Wales and Northern Ireland too have faced reduced investment according to the college, whose inflation adjustment was made using the treasury's GDP online adjustment tool.

Professor Wendy Burn, the college’s president, said: “It is totally unacceptable that when more and more people are coming forward with mental health problems, trusts are receiving less investment than they did, in some cases, seven years ago.

“Patients with mental illness continue to bear the brunt of an underfunded sector experiencing unprecedented demand with limited supply.
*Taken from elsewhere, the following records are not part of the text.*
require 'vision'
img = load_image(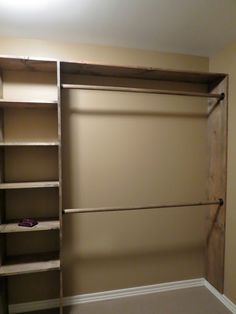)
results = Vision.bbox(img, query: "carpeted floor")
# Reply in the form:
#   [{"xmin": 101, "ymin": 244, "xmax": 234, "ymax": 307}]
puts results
[{"xmin": 64, "ymin": 287, "xmax": 231, "ymax": 314}]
“Prioritisation of mental health is about getting the right care, at the right time, in the right place. This can’t happen when trusts continue to receive inadequate investment”.


*Credit: Royal College of Psychiatrists

An NHS England spokesperson, has dismissed the claims, branding the findings ‘sloppy’ and that they contain 'basic flaws and obvious mistakes'.

They said: “Firstly it ignores the fundamental fact that many of the trusts it references provide both mental health and community services entirely unrelated to mental health. So changes in the trusts’ total income tells us nothing about their mental health revenues specifically.

“Secondly, their press release seems to forget that during the period in question, responsibility for funding many of the services these trusts provide, such as sexual health clinics, transferred from the NHS to local government.

“Thirdly, it suppresses the inconvenient truth that NHS mental health investment has been increasing in real terms both last year and this. Indeed even on its own flawed maths, the briefing concedes: 'the total in 2016/17 was higher than any of the previous four years'".